8月、フランスで行われた主要7カ国(G7)首脳会議の最終日。トランプ米大統領は、一族がマイアミ近郊に所有するリゾート施設「トランプ・ナショナル・ドラル」を次回会議の会場にしようと提案した。「フロリダ州屈指の舞踏室(ボールルーム)」を備えた夢のような空間だという。またしても、メディアを使って“トランプ神話”を拡散しようとしたのだ。

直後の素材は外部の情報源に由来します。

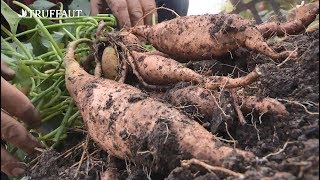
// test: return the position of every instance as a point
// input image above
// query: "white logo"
(50, 13)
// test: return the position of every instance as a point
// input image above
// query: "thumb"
(6, 72)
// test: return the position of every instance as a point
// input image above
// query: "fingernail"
(18, 171)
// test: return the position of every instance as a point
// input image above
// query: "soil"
(286, 148)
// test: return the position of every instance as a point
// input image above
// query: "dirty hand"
(128, 12)
(15, 104)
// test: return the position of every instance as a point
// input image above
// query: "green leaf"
(11, 16)
(83, 5)
(7, 58)
(23, 74)
(38, 47)
(57, 36)
(42, 5)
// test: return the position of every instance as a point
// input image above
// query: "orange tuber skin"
(206, 36)
(130, 125)
(162, 71)
(303, 16)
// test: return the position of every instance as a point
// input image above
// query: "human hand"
(129, 12)
(15, 103)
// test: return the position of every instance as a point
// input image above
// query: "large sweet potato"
(129, 125)
(202, 37)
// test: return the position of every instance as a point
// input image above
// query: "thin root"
(187, 163)
(236, 106)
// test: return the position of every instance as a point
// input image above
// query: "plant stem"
(19, 44)
(42, 28)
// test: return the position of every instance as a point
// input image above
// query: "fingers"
(17, 104)
(120, 10)
(6, 72)
(147, 7)
(10, 165)
(13, 132)
(94, 7)
(135, 12)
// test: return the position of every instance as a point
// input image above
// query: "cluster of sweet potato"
(131, 125)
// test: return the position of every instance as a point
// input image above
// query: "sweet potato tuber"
(129, 125)
(160, 70)
(210, 104)
(300, 19)
(205, 36)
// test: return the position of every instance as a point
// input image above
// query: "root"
(237, 107)
(215, 82)
(85, 150)
(145, 84)
(264, 105)
(288, 58)
(188, 163)
(112, 171)
(300, 104)
(304, 16)
(265, 158)
(124, 69)
(98, 68)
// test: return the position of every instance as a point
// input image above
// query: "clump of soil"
(286, 148)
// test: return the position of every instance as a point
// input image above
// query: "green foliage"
(36, 56)
(11, 16)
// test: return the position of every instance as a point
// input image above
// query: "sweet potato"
(210, 104)
(160, 70)
(298, 21)
(129, 125)
(202, 37)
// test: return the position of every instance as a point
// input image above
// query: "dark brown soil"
(286, 148)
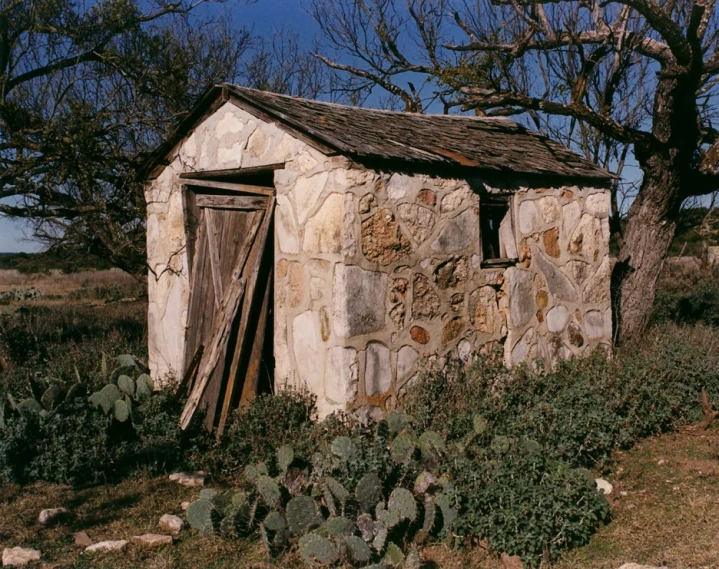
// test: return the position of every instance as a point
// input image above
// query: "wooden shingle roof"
(496, 145)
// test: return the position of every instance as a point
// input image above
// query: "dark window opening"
(496, 230)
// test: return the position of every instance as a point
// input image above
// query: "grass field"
(665, 503)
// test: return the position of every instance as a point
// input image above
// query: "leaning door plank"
(222, 324)
(249, 299)
(214, 250)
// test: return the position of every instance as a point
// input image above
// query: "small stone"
(378, 372)
(604, 486)
(152, 540)
(82, 539)
(452, 330)
(511, 561)
(419, 335)
(367, 203)
(383, 241)
(427, 197)
(426, 302)
(102, 546)
(171, 523)
(19, 556)
(551, 242)
(52, 515)
(189, 479)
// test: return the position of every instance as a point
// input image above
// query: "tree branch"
(609, 127)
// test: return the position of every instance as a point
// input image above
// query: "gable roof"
(368, 135)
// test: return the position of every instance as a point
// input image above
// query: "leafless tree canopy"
(87, 89)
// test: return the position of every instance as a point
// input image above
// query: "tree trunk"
(647, 237)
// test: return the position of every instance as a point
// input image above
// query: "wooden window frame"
(491, 203)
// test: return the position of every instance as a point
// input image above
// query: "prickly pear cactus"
(335, 527)
(357, 549)
(393, 556)
(254, 471)
(302, 514)
(338, 491)
(269, 490)
(368, 491)
(143, 387)
(403, 447)
(201, 515)
(344, 448)
(126, 384)
(316, 549)
(121, 411)
(403, 503)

自らの成功イメージを人々の脳裏にすり込むのに、トランプ氏はずば抜けた才能を発揮してきた。富をひけらかし、美女をはべらせ、名を上げる。このようにして存在感を高める手法を、トランプ氏は1983年までに完全に自分のものにしていた。米紙ニューヨーク・タイムズが同年に掲載した記事「トランプの帝国とエゴ」によると、同氏は当時すでに「世界の超富裕層が憧れるニューヨーク市の国際的な象徴」になっていた。

トランプ氏のプロレス好きは有名だが、“やらせ”を本物と思い込みたいファンが群がるのがプロレスというエンターテインメントだ。同氏はそうしたプロレスの演出術を自家薬籠中のものとし、あらゆる場面で自身の影響力拡大に利用してきた。それが高じてか、2007年には実際のプロレスでも場外乱闘のやらせに加わっている。